Ceci n'est pas une photo

 

Oggi l'assenza della foto è assenza di visione, di lettura del reale, di percezione dell'essere e dell'altro, smisurato sentimento del non percepito e del non visto che diventa inesistente perché appunto il senso più forte e violento di tutti non lo rende reale.
Un inno al non nato e al non inquadrato, ad una scena che si svolge lontano e in un punto della terra che non riesco a raggiungere. Una visione mancante come grido soffocato, strozzato in gola...e chi mai potrà dire che è un grido? Chi lo chiamerà urlo? Una foto, datemi una foto; una immagine che abbia un senso, una inquadratura, un fuoco, soggetto, un desiderio, che mi faccia irrigidire le spalle e trattenere il respiro, strizzare gli occhi. Oggi è una giornata di lutto, un corvo nero si è poggiato sul davanzale e una tela bianca è posata sul letto con un libro aperto su una pagina letta e riletta cento volte. Un corvo nero di ceramica si è posato sul tavolo e una miriade di vasi bianchi lo circondano, una pagina bianca di un libro non scritto è poggiato sul letto o forse è una foto di un fatto che non è mai accaduto. Assenza della foto come incapacità di cogliere l'atto che scorre e si srotola dietro le nostre spalle. Oppure senecanamente è forse il futuro che si muove alle nostre spalle mentre noi siamo immobili a osservare lo spaventoso cimitero del passato che si staglia di fronte, perfettamente visibile intellegibile? E allora cosa fotografo? Di cosa scrivo? È come essere un necrofilo, sezionatore di cadaveri con lettere, carta e macchina fotografica, un becchino del passato e un compiaciuto prete che unge il presente per consegnarlo alla morte.
Ho creduto che le foto fossero margherite incastrate tra le pagine di un libro che si legge a tratti, lentamente, segnalibri visivi della vita di tutti e della propria ma sono solo un memento mori, peggio sono necrologi non letti da nessuno, soprammobili della vita, soprammobile di quelli di cui si perde il significato che resta al suo posto senza alcuna ragione per poi cadere e rompersi ed essere buttato e dimenticato come tutto il resto. Che cosa vi appartiene di una mia foto? Cosa rappresenta per voi? Avete forse vissuto quell'istante insieme a me, a me che non sono neanche sicuro di averlo vissuto realmente? E toccando o guardando una mia foto provate forse le stesse emozioni che io ho provato e di volta in volta provo in maniera sempre diversa? E i profumi o i sapori? Ma cosa posso mai trasmettere con queste foto che voi già non proviate o che mai avete provato e mai proverete?
Allora qui mettete pure una vostra foto, a ciascuno il suo, ma sappiate oggi per me la vostra è una foto bianca con un corvo nero.

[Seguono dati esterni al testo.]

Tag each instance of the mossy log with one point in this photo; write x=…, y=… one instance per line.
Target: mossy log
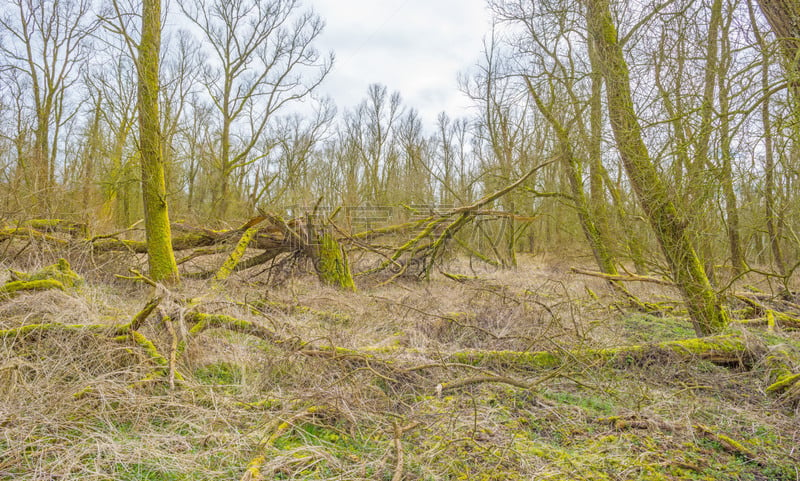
x=235, y=256
x=12, y=288
x=728, y=349
x=74, y=229
x=784, y=377
x=330, y=261
x=56, y=276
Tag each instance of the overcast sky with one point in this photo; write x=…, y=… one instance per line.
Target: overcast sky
x=416, y=47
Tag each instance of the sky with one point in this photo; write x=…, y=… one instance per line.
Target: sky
x=416, y=47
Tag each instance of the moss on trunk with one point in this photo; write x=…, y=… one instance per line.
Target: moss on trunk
x=331, y=263
x=154, y=193
x=668, y=223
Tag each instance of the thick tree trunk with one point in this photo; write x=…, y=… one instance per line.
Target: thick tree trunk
x=156, y=216
x=784, y=18
x=669, y=225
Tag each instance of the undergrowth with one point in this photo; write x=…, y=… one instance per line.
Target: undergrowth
x=74, y=405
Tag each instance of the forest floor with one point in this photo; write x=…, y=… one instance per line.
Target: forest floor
x=378, y=397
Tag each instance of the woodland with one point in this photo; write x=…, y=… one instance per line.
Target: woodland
x=210, y=271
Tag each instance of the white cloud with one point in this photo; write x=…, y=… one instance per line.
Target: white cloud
x=417, y=47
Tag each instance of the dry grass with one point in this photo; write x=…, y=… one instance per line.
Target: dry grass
x=337, y=417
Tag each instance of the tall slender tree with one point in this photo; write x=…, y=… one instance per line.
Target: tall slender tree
x=668, y=223
x=154, y=192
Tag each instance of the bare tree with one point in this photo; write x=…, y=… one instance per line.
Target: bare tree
x=262, y=59
x=46, y=43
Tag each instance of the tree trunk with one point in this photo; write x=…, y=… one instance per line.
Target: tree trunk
x=668, y=223
x=156, y=217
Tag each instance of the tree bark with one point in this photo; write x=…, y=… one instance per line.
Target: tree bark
x=668, y=223
x=154, y=193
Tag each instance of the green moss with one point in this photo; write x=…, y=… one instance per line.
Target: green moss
x=643, y=328
x=332, y=266
x=15, y=287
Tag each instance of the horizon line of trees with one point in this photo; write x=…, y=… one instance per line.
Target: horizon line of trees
x=712, y=95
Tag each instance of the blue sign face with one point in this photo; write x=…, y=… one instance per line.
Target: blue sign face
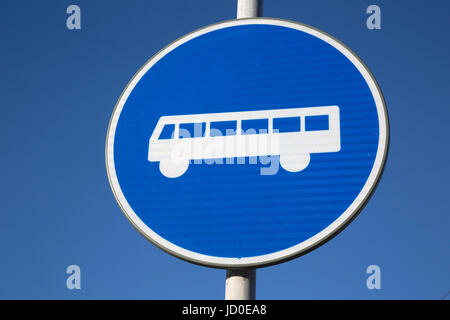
x=247, y=143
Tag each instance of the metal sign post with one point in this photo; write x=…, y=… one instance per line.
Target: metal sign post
x=240, y=284
x=247, y=143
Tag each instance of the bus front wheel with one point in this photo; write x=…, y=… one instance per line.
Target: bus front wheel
x=173, y=170
x=294, y=162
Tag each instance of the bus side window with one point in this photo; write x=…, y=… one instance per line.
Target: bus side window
x=291, y=124
x=222, y=128
x=167, y=132
x=315, y=123
x=192, y=130
x=255, y=126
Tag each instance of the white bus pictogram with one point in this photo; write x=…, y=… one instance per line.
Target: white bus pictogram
x=294, y=144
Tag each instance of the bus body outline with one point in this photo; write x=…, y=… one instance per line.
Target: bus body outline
x=292, y=146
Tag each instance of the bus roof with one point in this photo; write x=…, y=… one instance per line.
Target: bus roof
x=249, y=115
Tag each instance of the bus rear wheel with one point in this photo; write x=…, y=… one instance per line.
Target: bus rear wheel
x=295, y=162
x=173, y=170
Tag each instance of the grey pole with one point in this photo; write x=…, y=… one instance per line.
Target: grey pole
x=241, y=283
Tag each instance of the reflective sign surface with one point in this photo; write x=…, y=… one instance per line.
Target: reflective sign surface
x=247, y=143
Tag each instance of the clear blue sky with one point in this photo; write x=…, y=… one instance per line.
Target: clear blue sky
x=59, y=88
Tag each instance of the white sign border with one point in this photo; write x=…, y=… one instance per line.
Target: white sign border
x=283, y=255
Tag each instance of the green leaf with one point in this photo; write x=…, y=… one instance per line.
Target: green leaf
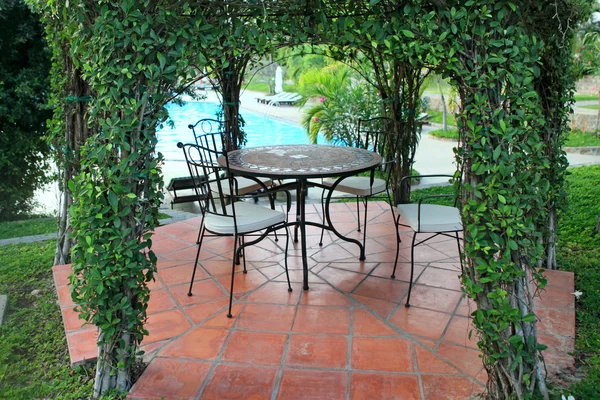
x=112, y=199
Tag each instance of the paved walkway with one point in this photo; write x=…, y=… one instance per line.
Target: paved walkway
x=348, y=337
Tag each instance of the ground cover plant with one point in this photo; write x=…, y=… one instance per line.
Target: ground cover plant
x=585, y=97
x=578, y=252
x=442, y=134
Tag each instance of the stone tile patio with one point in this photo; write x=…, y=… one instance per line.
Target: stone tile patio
x=348, y=337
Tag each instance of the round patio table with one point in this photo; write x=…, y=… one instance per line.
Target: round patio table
x=301, y=162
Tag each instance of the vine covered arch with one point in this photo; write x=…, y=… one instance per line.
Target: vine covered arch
x=509, y=62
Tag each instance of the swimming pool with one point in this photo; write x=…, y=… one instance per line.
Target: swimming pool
x=260, y=129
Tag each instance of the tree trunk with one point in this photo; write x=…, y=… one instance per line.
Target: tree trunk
x=444, y=114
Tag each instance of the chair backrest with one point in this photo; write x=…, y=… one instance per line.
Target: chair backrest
x=208, y=126
x=379, y=135
x=212, y=182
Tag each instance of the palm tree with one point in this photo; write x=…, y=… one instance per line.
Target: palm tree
x=341, y=101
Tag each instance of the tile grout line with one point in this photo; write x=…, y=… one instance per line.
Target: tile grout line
x=286, y=348
x=349, y=358
x=217, y=360
x=416, y=368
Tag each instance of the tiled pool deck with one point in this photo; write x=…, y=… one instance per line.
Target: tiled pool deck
x=348, y=337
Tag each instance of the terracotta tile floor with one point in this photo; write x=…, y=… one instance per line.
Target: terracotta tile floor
x=348, y=337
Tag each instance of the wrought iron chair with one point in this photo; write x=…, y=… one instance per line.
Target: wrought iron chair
x=222, y=213
x=427, y=218
x=242, y=185
x=376, y=134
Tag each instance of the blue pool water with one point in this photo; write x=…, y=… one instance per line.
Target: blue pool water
x=260, y=129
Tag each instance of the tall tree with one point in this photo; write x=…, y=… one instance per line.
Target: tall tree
x=24, y=87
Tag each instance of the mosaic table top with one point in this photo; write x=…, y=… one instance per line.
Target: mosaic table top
x=301, y=161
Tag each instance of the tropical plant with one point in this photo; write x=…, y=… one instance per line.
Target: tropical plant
x=341, y=100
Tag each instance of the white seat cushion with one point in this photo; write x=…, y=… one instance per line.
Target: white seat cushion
x=250, y=218
x=244, y=185
x=358, y=185
x=434, y=218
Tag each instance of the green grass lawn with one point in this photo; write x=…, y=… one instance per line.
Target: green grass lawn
x=34, y=361
x=27, y=227
x=577, y=138
x=578, y=250
x=449, y=134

"Il libro dell'inquietudine" F. Pessoa

"E io sono così, futile e sensibile, capace di impulsi violenti e coinvolgenti; buoni e cattivi; nobili e vili; ma mai di un sentimento che perduri, mai di una emozione che continui e penetri nella sostanza dell’anima.

Tutto in me tende ad essere poi un’altra cosa: una impazienza dell’anima verso se stessa, come verso un bambino inopportuno; una inquietudine sempre crescente e sempre uguale.

Tutto mi interessa e nulla mi prende.

Seguo tutto sognando sempre; fisso le minime contrazioni del viso di colui con cui parlo, colgo le intonazioni millimetriche del suo modo di dire; ma nell’udirlo, non lo ascolto, penso ad un’altra cosa,  e quello che meno ho colto della conversazione è stata la nozione di ciò che è stato detto, da parte mia o da parte di colui con  cui ho parlato."